The current shortage of doctors and nurses is partly virtual: they are scattered and almost disappear in the huge number of institutions we have. By concentrating the system, human resource coverage would improve. Instead of money being consumed by centuries-old, money-sucking buildings of the disappearing structure, funds would reach employees legally as wages, which would help stop emigration, restore professional prestige and enable effective action against under-the-table payments. Rebuilding the healthcare structure would boost the construction industry and affect employment. The advanced infrastructure realized around new institutions would also be an attractive settlement location for other industries.

phoenixchildrenhospital3.jpg

A hospital does not need flaking plaster as an accessory! Interior spaces of Phoenix Children's Hospital, Arizona

Such a reorganization of the healthcare system would also significantly raise our country's international prestige, since healthcare systems worldwide struggle with similar problems.

A value-creation-based structural change in healthcare could stop our country's slide to the tail of the region.
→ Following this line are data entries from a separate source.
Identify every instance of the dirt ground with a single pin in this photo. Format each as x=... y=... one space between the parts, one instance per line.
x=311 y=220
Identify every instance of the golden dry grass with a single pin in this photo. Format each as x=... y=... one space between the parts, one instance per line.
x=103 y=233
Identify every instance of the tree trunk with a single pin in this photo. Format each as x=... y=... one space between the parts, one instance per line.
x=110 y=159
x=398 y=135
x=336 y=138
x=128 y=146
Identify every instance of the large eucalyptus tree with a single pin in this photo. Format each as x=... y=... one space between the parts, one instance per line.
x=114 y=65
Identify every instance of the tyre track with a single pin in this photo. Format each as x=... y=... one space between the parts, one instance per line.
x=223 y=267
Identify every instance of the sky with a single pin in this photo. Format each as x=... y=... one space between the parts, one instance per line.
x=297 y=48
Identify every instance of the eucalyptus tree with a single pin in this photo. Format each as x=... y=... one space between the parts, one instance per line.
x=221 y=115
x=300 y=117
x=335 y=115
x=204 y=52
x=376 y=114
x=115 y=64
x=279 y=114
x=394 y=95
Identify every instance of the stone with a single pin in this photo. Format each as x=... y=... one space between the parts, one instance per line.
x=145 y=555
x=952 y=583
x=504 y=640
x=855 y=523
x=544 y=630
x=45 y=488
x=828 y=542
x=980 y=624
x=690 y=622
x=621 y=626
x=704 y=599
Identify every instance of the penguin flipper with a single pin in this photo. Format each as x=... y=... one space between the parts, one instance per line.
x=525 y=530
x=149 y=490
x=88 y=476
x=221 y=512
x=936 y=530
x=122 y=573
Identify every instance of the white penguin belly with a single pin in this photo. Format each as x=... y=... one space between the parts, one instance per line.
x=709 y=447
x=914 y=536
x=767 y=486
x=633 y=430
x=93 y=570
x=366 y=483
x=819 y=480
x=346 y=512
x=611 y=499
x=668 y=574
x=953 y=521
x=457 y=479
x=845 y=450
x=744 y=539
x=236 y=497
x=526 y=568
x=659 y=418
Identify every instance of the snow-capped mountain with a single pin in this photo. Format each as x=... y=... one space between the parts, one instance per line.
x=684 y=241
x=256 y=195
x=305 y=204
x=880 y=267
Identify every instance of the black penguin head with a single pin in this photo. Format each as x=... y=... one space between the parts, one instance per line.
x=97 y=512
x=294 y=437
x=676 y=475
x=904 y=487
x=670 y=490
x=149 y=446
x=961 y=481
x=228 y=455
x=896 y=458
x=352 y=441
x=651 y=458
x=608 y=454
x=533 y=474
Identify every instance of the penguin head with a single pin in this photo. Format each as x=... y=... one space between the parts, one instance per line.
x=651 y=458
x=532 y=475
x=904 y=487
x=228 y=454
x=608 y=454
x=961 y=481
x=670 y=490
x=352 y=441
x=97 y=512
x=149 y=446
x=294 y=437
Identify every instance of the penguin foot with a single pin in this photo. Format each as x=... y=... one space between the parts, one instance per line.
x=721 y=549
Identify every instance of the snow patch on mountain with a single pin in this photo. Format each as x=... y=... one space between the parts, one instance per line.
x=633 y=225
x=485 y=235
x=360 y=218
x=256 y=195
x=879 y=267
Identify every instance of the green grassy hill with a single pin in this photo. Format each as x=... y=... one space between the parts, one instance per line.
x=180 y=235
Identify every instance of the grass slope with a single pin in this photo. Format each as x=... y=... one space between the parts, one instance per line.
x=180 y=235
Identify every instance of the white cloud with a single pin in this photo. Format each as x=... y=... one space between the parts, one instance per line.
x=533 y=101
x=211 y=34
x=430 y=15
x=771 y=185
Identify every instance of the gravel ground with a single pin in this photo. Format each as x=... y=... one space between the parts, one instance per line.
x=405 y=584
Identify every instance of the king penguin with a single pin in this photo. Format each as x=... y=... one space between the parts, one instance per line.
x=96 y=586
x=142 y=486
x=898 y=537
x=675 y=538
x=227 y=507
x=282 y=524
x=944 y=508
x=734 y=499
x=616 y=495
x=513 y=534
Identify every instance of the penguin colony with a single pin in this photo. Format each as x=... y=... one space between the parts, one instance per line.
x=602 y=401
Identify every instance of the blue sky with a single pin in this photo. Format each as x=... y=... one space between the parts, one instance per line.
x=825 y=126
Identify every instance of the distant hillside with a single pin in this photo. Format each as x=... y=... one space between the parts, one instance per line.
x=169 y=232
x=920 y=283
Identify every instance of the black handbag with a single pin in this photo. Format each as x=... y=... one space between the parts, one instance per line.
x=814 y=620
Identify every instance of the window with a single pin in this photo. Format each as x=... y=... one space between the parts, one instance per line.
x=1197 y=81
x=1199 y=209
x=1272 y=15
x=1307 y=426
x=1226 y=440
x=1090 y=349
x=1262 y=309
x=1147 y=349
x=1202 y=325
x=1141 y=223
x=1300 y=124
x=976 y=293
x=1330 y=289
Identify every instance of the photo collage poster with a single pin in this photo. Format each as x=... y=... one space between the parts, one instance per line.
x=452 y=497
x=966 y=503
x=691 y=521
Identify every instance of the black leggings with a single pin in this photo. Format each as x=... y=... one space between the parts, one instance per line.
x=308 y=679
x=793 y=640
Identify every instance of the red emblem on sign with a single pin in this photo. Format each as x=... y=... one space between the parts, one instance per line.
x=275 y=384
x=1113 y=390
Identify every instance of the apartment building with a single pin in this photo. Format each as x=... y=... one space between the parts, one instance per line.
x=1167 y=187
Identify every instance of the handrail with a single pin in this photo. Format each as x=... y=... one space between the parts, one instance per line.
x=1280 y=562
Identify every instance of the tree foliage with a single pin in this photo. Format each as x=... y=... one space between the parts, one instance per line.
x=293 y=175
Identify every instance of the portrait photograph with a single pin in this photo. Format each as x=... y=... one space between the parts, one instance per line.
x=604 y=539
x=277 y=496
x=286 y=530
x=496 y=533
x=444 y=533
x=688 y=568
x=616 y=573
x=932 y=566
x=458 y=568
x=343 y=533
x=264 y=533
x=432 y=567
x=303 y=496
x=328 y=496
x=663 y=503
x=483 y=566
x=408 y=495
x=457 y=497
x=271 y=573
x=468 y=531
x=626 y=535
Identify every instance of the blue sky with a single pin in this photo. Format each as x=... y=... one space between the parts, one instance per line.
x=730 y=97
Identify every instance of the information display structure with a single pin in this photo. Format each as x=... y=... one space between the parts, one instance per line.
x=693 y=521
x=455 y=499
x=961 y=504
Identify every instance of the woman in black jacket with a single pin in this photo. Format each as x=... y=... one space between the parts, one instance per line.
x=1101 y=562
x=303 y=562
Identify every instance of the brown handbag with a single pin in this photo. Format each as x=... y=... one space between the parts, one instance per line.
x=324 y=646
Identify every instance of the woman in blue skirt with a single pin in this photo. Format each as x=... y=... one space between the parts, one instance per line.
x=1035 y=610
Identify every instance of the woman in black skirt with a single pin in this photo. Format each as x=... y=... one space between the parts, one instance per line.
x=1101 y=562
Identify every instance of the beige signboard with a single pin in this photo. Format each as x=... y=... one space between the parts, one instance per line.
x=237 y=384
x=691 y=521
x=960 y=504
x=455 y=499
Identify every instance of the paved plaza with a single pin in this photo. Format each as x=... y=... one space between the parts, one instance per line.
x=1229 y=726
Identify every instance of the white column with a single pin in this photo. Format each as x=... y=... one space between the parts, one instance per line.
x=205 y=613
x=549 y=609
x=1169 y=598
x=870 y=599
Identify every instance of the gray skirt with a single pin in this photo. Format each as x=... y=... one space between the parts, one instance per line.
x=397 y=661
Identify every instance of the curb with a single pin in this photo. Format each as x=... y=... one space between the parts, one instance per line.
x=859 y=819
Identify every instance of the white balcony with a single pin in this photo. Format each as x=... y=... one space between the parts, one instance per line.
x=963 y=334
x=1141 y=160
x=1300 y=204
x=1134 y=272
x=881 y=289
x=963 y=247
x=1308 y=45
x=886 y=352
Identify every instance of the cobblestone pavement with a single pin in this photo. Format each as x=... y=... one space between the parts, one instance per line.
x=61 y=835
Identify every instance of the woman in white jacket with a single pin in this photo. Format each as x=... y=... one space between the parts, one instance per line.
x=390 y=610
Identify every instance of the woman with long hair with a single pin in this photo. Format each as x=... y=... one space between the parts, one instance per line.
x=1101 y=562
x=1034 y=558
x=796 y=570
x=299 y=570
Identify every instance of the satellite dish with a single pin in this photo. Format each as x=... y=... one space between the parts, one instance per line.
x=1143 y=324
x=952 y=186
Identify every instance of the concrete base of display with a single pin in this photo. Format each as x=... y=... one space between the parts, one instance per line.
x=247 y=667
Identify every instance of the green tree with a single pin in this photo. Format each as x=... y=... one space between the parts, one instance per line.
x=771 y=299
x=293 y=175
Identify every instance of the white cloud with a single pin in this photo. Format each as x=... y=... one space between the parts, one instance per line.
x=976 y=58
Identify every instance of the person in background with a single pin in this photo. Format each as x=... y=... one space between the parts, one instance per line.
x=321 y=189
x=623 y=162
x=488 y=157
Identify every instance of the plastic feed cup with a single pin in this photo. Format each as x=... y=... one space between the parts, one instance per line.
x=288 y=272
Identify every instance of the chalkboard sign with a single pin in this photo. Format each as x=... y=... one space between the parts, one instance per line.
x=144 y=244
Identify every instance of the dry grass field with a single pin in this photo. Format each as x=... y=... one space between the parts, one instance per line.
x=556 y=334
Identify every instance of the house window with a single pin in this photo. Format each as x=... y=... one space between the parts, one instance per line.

The consistent implementation of a forward-looking concept would be sufficient on its own to strengthen international confidence and convince investors. The positive image (and real capability) of a small, high-technology system could attract research and development projects that have so far not settled here due to current technical limitations. Improved international perception of our healthcare system would provide a real basis for exploiting opportunities in health tourism as well.

phoenixchildrenhospital2.jpg

A patient room in Phoenix Children's Hospital (Arizona). Like in a hotel.

Supplement: This article of mine is rather old. Between 2006 and 2012, as co-chair of the Medical Technology Association, I gave several presentations on this topic at medical and hospital management conferences. I summarized what was said there in 2014. It has not lost its relevance, although of course many things have changed since the article was written.